Dem Regisseur einiger erfolgreicher Comedies, Todd Phillips, möchte dennoch wenig einfallen beim Ausmalen der leeren Felder. Und so bemüht "The Hangover" stets die offensichtlichsten Zusätze seiner an und für sich hübschen Idee: Kein Regieeinfall, der sich nicht drei Ecken zuvor ankündigt, kein Witz, der sich nicht auf verbrauchte Dosenbierklischees verlässt. Dass dem Film zusätzlich jeglicher Drive, Schwung, Pepp fehlt, er überhaupt eine Geschichte über abstruse Irrtümer mit ermüdender Gemächlichkeit erzählt, mag sich sogar noch als Konzept verstehen – so doch das Genre seit Judd Apatow neuerdings immer eins, zwei Gänge zurückfährt. Den bedauerlichen Mangel an tiefsinnigem Witz und Selbstironie dieser Retortenveranstaltung entschuldigt das aber nicht.
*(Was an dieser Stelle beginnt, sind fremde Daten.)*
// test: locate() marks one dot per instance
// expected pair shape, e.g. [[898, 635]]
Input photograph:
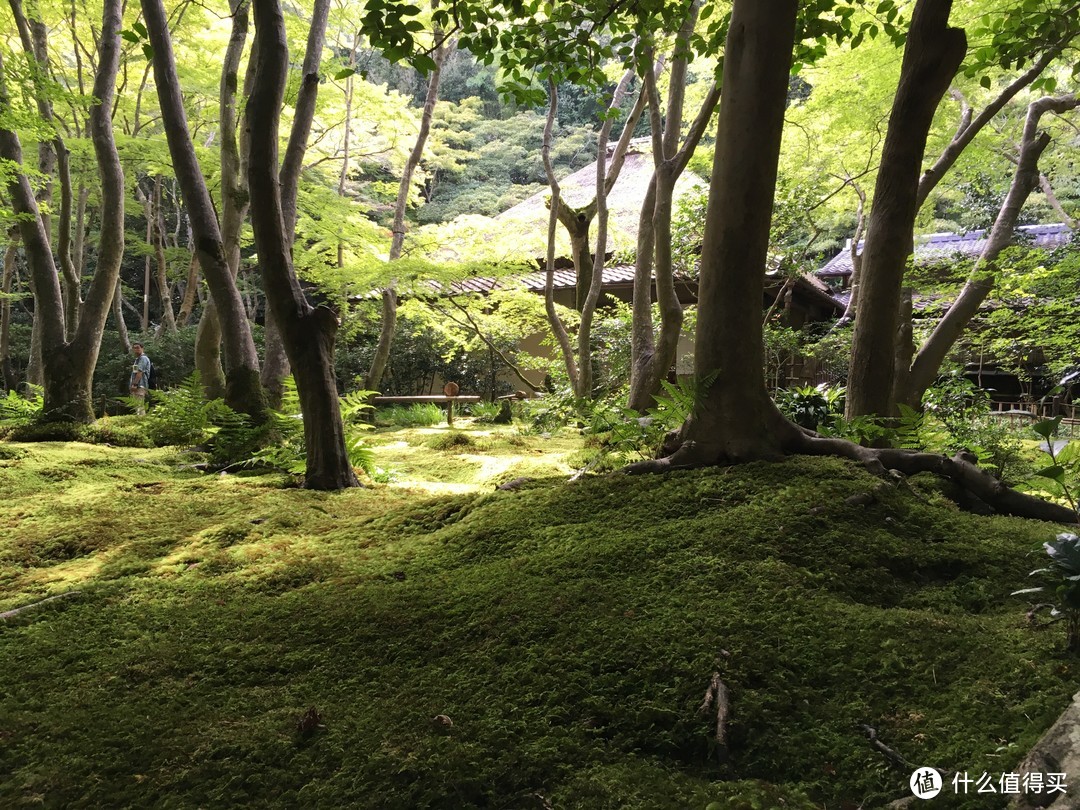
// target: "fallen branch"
[[16, 611], [718, 696], [889, 754]]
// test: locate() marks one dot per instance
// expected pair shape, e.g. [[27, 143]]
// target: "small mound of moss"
[[453, 441]]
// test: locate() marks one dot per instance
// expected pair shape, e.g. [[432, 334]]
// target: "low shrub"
[[420, 415]]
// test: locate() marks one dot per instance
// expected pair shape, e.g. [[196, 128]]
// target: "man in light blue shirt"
[[140, 377]]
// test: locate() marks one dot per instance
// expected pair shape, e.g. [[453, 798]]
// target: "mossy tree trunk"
[[389, 299], [307, 332], [928, 362], [68, 365], [931, 57], [243, 391], [652, 355], [275, 365]]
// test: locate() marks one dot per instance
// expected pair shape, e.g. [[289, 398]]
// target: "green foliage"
[[408, 416], [454, 441], [568, 632], [18, 409], [282, 441], [810, 405], [183, 415], [1062, 582], [1060, 478], [485, 413]]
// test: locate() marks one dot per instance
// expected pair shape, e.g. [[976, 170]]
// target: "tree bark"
[[308, 333], [856, 257], [8, 370], [931, 57], [651, 356], [233, 204], [190, 293], [118, 316], [557, 327], [734, 419], [397, 230], [928, 362], [243, 391], [164, 291], [275, 365], [69, 365]]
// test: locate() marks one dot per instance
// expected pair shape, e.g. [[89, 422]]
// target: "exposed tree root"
[[16, 611], [885, 462], [895, 759]]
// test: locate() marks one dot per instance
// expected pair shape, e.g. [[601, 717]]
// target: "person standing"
[[140, 378]]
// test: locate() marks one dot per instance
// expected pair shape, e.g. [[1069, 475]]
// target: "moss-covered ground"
[[568, 632]]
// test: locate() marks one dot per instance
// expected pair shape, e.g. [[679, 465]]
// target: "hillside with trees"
[[336, 224]]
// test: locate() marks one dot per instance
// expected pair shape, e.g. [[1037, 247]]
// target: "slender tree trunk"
[[118, 316], [233, 202], [734, 418], [11, 253], [928, 362], [651, 358], [275, 365], [557, 327], [190, 293], [164, 289], [69, 366], [397, 239], [308, 333], [243, 391], [931, 57], [147, 274], [856, 257]]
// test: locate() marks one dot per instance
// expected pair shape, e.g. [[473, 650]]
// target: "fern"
[[18, 409]]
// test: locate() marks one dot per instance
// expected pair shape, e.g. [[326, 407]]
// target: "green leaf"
[[1054, 473], [1047, 428]]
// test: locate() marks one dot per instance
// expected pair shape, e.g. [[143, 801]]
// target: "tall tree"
[[68, 365], [652, 355], [243, 390], [927, 363], [275, 366], [234, 202], [444, 48], [308, 332], [931, 57]]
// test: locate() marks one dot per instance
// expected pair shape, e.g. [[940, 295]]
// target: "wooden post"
[[450, 389]]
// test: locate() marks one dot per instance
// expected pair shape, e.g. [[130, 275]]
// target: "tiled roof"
[[937, 246]]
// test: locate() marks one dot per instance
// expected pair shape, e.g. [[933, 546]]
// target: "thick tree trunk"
[[275, 365], [381, 356], [307, 332], [69, 366], [243, 391], [931, 57], [734, 419], [928, 362]]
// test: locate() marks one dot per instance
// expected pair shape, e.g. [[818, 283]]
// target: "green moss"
[[567, 631]]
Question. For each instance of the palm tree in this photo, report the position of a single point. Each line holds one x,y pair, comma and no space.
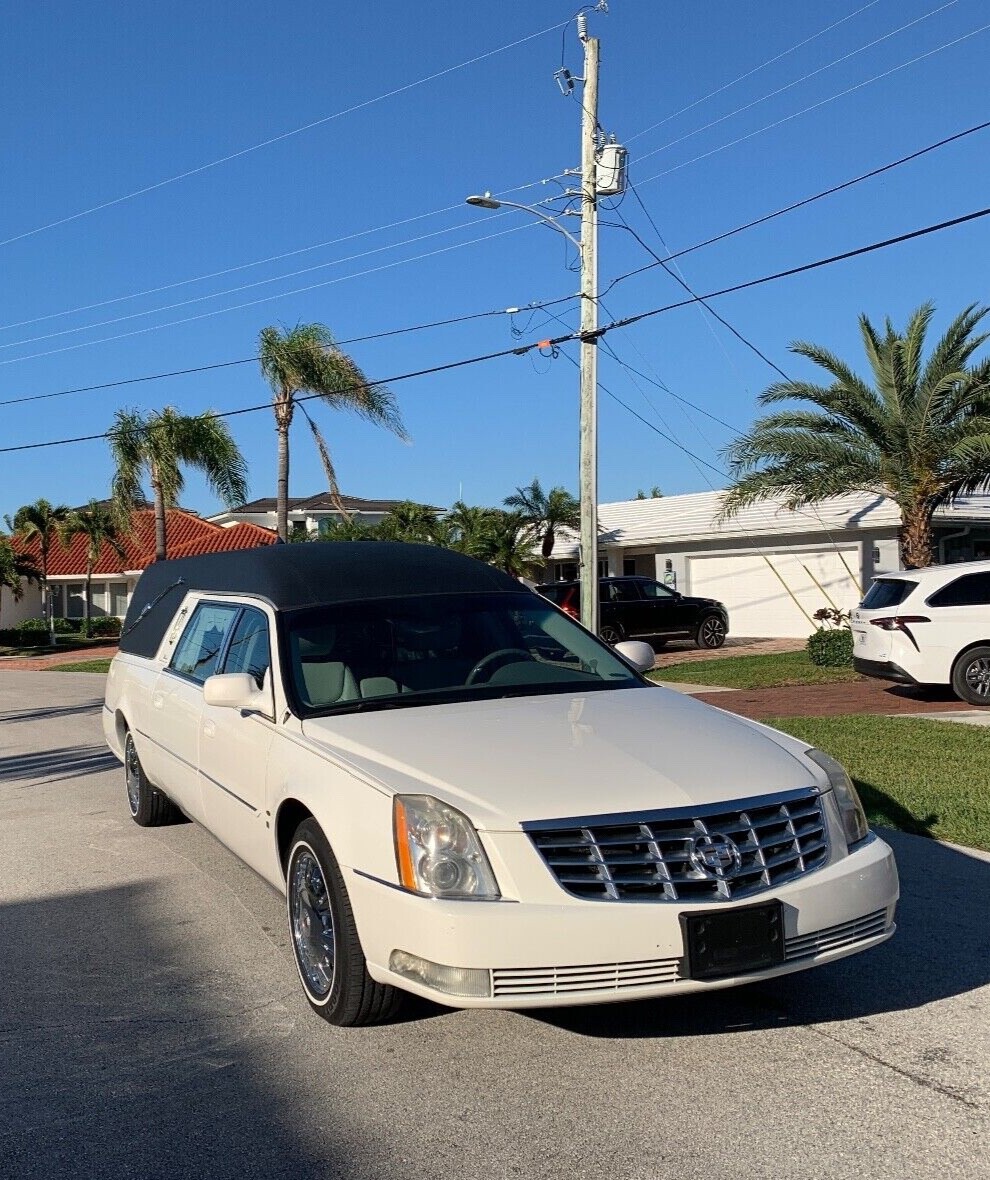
98,524
15,569
919,433
305,360
506,543
545,512
40,522
158,445
467,528
413,522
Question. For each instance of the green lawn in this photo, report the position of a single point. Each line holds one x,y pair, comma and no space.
82,666
922,777
778,669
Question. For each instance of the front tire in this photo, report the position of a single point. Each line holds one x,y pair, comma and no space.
710,633
328,955
971,676
148,805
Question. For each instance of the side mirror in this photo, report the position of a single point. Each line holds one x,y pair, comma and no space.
634,651
236,690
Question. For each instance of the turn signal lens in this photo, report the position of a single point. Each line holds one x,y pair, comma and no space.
847,798
438,851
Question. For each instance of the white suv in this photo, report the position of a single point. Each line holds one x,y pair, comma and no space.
928,627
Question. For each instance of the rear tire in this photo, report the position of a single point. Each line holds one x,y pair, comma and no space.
710,633
971,676
148,805
330,963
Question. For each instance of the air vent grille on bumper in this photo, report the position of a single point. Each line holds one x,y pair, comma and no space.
604,977
661,856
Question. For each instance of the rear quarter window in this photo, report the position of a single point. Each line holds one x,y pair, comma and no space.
886,592
970,590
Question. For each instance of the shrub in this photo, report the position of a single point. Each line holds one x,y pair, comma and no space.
32,627
831,647
106,624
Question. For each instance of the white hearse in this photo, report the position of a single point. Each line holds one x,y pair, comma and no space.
465,794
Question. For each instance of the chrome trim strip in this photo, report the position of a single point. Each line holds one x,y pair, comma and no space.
668,813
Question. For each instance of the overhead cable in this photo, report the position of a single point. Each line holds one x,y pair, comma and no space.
627,321
279,138
249,360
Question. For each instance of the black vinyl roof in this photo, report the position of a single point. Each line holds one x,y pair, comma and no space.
303,575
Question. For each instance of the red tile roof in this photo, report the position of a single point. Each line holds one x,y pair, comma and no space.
187,536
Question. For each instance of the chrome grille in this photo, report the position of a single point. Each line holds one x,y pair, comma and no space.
555,981
649,857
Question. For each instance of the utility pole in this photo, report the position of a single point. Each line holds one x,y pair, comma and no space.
588,474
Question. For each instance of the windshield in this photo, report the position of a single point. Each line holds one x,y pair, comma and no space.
399,651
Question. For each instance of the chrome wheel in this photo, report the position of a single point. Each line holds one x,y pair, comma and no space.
312,923
132,774
712,633
977,676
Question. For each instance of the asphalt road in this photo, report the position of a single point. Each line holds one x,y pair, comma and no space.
151,1024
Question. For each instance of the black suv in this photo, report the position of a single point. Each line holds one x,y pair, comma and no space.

Es irritiert jedoch nicht im Geringsten, dass diese betont altmodische Komödie in ihrem 90’s-Appeal an Filme wie "Honeymoon in Vegas", "Arizona Junior" oder "Very Bad Things" erinnert und sich damit an den Kinokassen als Überraschungserfolg behaupten konnte: Es ist eine sichere Bank, die Geschichte mit den vier Männern, dem Baby, den Tigern, Tucken und Titten. Phillips knüpft in dieser Selbstfindungsschnulze immerhin an seinen eigenen "Road Trip" an – beschrieb dieser noch einen romantischen Rückblick auf die ungehemmten Vorzüge der Adoleszenz, befinden sich die vier männlichen Hangover-Helden schon inmitten einer bürgerlichen Normgesellschaft. Hier wie dort sinniert Phillips gleichermaßen über die Attraktivität des Ausbruchs und der anschließenden Rückkehr ins Gefüge. Der überschaubare Eskapismus der Handlung empfiehlt also auch den Film als willkommene Realitätsflucht für ein Pärchen- und Jungs- publikum, das mit ausreichend Bier und Popcorn seinen nächsten Kulthit gekürt hat.